司会 佐藤千矢子 日本記者クラブ企画委員(毎日新聞)

 

 全国フェミニスト議員連盟

 

「ジェンダーと政治」(全5回)

(1) 3月4日(木)14:00~15:00 三浦まり・上智大学教授

(2) 3月19日(金)16:00~17:00 伊藤公雄・京都産業大学教授

(3) 3月22日(月)16:30~17:30 前田健太郎・東京大学大学院准教授

(4) 4月5日(月)16:00~17:00 中貝宗治・豊岡市長

(5)4月12日(月)16:00~17:00 全国フェミニスト議員連盟


会見リポート

女性議員の低比率、改善されず

明珍 美紀 (毎日新聞社編集編成局)

 「日本のジェンダー・ギャップ指数」は156カ国中120位──。

 3月末、こんなニュースが国内を駆けめぐった。

 世界経済フォーラム(WEF)が毎年、試算する「グローバル・ジェンダー・ギャップ」、すなわち男女格差の世界比較の結果だ。調査の分野(経済、教育、医療、政治)別でみると、政治は147位。日本が世界最低の水準になっている理由は「女性の政治参加度の低さ」であることは言うまでもない。地方(都道府県、市町村)議会の女性議員は4685人(昨年末現在)。その比率は約14%。衆院議員は1割に満たない。

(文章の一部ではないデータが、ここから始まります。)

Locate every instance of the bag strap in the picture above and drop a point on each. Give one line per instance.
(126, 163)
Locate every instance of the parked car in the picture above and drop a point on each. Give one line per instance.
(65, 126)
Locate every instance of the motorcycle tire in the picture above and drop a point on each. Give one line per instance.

 「全国フェミニスト議員連盟」は、あまりにも少ない女性議員を増やそうと1992年に設立された。各政党、政治団体にクオータ(割り当て)制導入などを要請し、男女共同参画のためのセミナーなどを各地で実施。女性議員ゼロの自治体への訪問、候補者の発掘などに力を入れる。現在、会員は市民を含め約200人。来年、結成30年を迎えるが「この間、状況はほとんど改善されていない」と共同代表を務める前田佳子・八王子市議と、増田かおる・松戸市議は口をそろえる。

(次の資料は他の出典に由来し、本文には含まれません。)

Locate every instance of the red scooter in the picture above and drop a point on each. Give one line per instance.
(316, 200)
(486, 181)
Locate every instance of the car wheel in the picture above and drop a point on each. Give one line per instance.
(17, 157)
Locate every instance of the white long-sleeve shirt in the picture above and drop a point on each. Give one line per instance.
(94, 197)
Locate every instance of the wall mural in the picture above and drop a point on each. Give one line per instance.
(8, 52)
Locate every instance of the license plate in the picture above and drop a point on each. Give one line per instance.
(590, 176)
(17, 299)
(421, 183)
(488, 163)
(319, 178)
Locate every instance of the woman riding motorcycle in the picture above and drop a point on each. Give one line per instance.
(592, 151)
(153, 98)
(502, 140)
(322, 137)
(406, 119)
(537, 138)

 議員が引退してポストが空くと、その地盤は男性に引き継がれることが多い。当選したとしても男性議員が大半を占める男社会の中で足を引っ張られ、セクシュアル・ハラスメントを受けることは少なくない。

 「女性ゼロ議会の地区は、合わせ鏡で行政側も女性管理職がいない自治体がある」と事務局の伊藤正子・川越市議は指摘する。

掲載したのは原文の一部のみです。